Анастасия П.
Биоинформатик, биостатистик, математикИщу научную деятельность в любом ее виде. Готова учиться/копаться в статьях/тратить дни и недели, чтобы в чем-то разобраться. Нужно будет -- полезу в мокрую лабу. Хочется заниматься аналитической деятельностью, а не только "программированием под биологию".
Подходящий формат работы: полная ставка + гибкий график, т.к. я еще учусь, полставки, если очное присутствие необходимо.
Последнее обновление резюме | 09.12.2021 |
Адрес | Санкт-Петербург, Russian Federation |
Электронная почта | Заблокировано |
Телефон | Заблокировано |
Опыт
Research Engineer
Образование
Прикладная математика и биоинформатика
Прикладная математика и информатика
В чем вы сильны?
- Solid mathematical background: algebra, probability & statistics
- R, Python, SAS
- Linux
- Data structures & algorithms
- Fundamentals of Neural Networks & Machine Learning
- Bioinformatics technologies (Next Generation Sequencing, Microarray Genotyping, Comparative hybridization, ChiP-Seq, Hi-C, PCR)
- Pipelines creation with Snakemake
- Molecular biology fundamentals
- Latex
Расскажите о себе что-нибудь еще: публикации, конференции, хобби
My experience includes:
- Participation in the project devoted to studying genomic integrity of patients with cancer
(since 09.2020 - 04.2021)
I was responsible for selection of suitable tools for structural variants detection and following pipelines creation with Snakemake (Delly, CNVnator, LUMPY, MELT, GRIDSS). I worked with alignments & variant calls through samtools and bcftools. My colleagues & I worked on development of wavelet-based genomic instability metrics. I tried different coverage normalizations to see their impact on the metrics proposed. Also I analyzed Genome In a Bottle papers & metrics behaviour on their gold standard data. In one of my latest tasks I needed to analyse coverage wave-forms for patterns in certain types of genomic rearrangements for db creation.
- Teaching at St.-Petersburg Electrotechnical University “LETI” (since 09.2019 - till now)
Up to now I’ve been teaching 3 types of seminars for 1-3 year students. Namely, linear algebra, probability & statistics. 1-semester statistics course covers: rigorous point estimation (ML, REML), UMVUE theory & construction, hypothesis testing, quadratic forms distribution, LRT, Wald test, UMP tests, confidence ellipsoids, LM, GLM, GLMM, ANOVA, contingency tables analysis, multiple testing issues, basics of epidemiological studies designs.
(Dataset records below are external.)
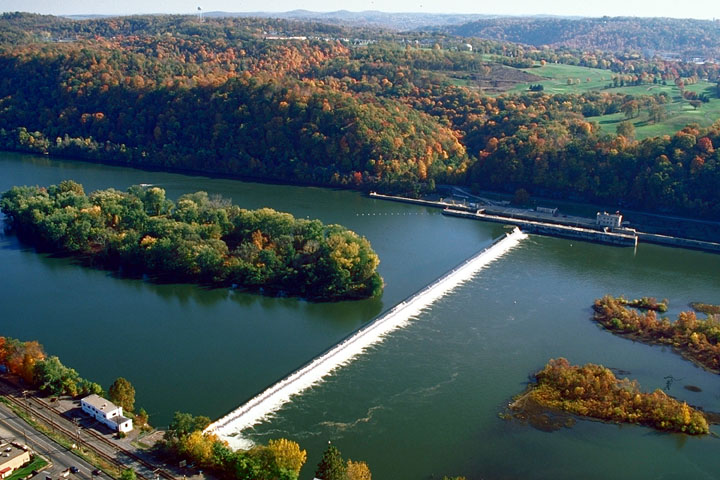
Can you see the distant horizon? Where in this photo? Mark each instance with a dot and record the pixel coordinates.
(701, 9)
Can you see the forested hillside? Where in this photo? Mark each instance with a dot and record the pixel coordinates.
(686, 37)
(336, 106)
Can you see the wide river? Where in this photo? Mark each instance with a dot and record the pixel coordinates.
(422, 404)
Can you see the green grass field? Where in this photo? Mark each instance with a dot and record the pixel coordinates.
(679, 110)
(36, 464)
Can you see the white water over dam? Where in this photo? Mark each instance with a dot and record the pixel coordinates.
(261, 406)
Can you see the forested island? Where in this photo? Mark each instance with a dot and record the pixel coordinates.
(694, 338)
(593, 391)
(198, 239)
(362, 108)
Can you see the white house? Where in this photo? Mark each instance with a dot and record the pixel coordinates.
(106, 412)
(12, 456)
(612, 220)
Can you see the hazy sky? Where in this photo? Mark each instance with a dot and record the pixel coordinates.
(707, 9)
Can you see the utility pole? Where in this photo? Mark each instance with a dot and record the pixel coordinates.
(76, 421)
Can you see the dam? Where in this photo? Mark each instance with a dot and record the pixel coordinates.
(230, 426)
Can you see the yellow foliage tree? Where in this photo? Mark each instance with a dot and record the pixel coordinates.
(288, 455)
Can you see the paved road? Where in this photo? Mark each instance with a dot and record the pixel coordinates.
(14, 428)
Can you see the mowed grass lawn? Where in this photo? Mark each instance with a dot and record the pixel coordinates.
(679, 110)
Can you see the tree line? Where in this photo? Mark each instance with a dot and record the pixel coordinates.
(384, 116)
(695, 338)
(594, 391)
(280, 459)
(196, 239)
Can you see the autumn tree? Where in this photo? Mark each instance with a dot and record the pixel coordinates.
(289, 459)
(331, 466)
(122, 393)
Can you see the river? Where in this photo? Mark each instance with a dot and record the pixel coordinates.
(422, 404)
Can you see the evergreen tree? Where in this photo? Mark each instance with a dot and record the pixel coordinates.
(331, 466)
(123, 393)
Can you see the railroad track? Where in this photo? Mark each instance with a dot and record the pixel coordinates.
(19, 401)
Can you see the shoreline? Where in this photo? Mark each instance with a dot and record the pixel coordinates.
(669, 216)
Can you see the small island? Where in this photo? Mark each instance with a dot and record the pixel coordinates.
(694, 338)
(198, 239)
(593, 391)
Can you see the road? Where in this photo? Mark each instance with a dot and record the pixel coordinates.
(13, 428)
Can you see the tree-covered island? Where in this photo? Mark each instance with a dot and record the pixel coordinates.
(694, 338)
(593, 391)
(198, 239)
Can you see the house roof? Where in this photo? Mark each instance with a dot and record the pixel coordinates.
(100, 403)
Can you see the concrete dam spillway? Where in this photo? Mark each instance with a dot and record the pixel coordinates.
(230, 426)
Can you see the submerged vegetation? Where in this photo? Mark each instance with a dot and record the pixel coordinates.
(593, 391)
(705, 308)
(197, 239)
(645, 303)
(280, 459)
(696, 339)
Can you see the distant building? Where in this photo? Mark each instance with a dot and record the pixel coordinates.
(551, 211)
(612, 220)
(106, 412)
(12, 457)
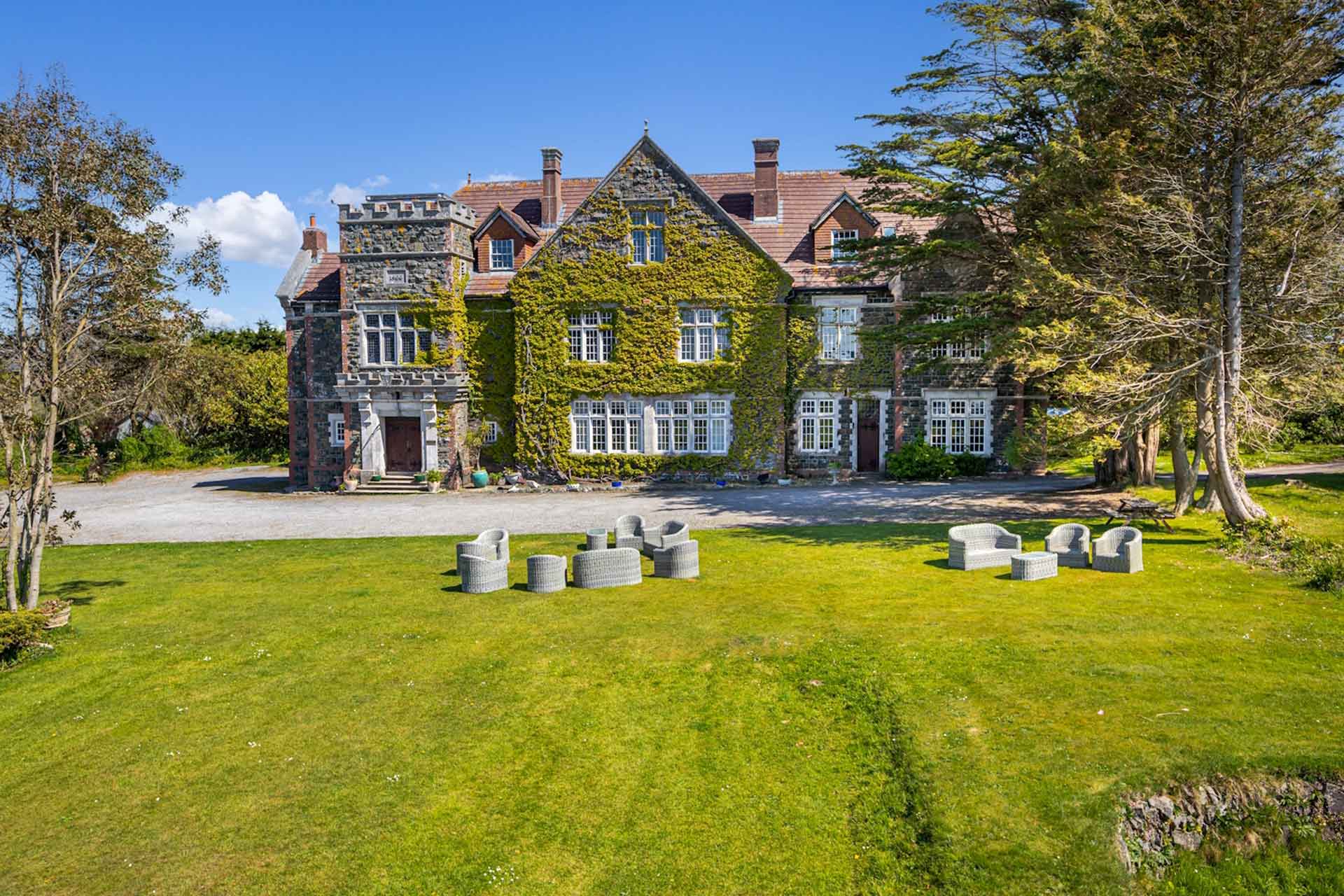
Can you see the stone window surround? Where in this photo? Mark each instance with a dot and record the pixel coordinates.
(422, 336)
(987, 396)
(717, 418)
(840, 302)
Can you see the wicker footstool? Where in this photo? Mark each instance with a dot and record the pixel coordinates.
(545, 573)
(1035, 564)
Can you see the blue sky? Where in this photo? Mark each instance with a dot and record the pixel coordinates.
(273, 108)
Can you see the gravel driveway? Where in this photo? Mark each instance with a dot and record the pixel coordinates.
(245, 504)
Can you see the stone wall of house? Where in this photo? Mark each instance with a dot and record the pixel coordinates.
(1182, 817)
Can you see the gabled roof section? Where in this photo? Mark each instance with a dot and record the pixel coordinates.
(707, 202)
(839, 200)
(514, 220)
(311, 280)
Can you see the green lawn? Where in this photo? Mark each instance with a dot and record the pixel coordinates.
(827, 711)
(1253, 460)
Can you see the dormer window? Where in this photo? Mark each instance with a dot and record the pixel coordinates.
(502, 254)
(839, 254)
(647, 235)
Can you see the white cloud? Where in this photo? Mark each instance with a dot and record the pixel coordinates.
(217, 318)
(251, 229)
(491, 179)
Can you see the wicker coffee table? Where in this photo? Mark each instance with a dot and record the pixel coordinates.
(1035, 564)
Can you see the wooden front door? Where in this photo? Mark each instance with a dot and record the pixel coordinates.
(401, 435)
(869, 435)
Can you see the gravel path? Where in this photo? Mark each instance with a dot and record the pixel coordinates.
(245, 504)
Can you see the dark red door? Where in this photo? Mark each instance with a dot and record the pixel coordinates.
(869, 434)
(403, 444)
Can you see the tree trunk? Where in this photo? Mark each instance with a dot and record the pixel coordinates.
(1186, 475)
(1225, 470)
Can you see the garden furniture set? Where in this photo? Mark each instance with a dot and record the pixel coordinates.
(984, 545)
(483, 564)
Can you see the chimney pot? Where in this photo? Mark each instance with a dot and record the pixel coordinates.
(553, 187)
(315, 238)
(765, 198)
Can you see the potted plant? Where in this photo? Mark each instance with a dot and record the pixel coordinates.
(57, 613)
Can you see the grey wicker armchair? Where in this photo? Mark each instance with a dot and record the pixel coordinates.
(980, 546)
(679, 562)
(1070, 543)
(482, 575)
(606, 568)
(1119, 550)
(629, 531)
(491, 545)
(667, 535)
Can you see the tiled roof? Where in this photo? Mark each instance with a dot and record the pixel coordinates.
(803, 197)
(321, 280)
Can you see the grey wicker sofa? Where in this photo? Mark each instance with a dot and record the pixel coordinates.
(482, 575)
(1070, 542)
(679, 562)
(629, 531)
(980, 546)
(606, 568)
(1120, 550)
(667, 535)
- Development of a new mathematically rigorous method to identify genomic regions associated with phenotypes in my Bachelor’s final project. The tool is implemented in R (09.2020 - till now)
I had to estimate the correlation matrix of a multivariate normal vector constructed from partitioned chi-squared statistics from a sequence of contingency tables. First of all, I had to find such an orthogonal transformation so that the chi-squared statistic with (n-1)(m-1) df is a sum of squares of (n-1)(m-1) iid normal variables. For the needs of genetics 2x2 & 3x2 tables have been considered. Point estimate of the correlation matrix has been obtained. A method for controlling for PSD-property of the matrix has been proposed.
- Analysis of genotyping data in alcohol dependence study (09.2020-05.2021)
Under supervision of a biologist & a mathematician worked with genotyping data of a St.-Petersburg cohort of alcohol dependent subjects. Tasks started from QC & preprocessing, followed by GWAS-analysis and ended with the results analysis and comparison with known associations from publicly available GWAS databases (DOI:10.1016/j.euroneuro.2021.08.262)
- Neural networks construction & training
During the machine learning course I used Python language and Keras library for neural networks creation & training. I worked with dense, convolutional & recurrent NN for analysis of numeric and text data. Tasks included classification, regression and text generation.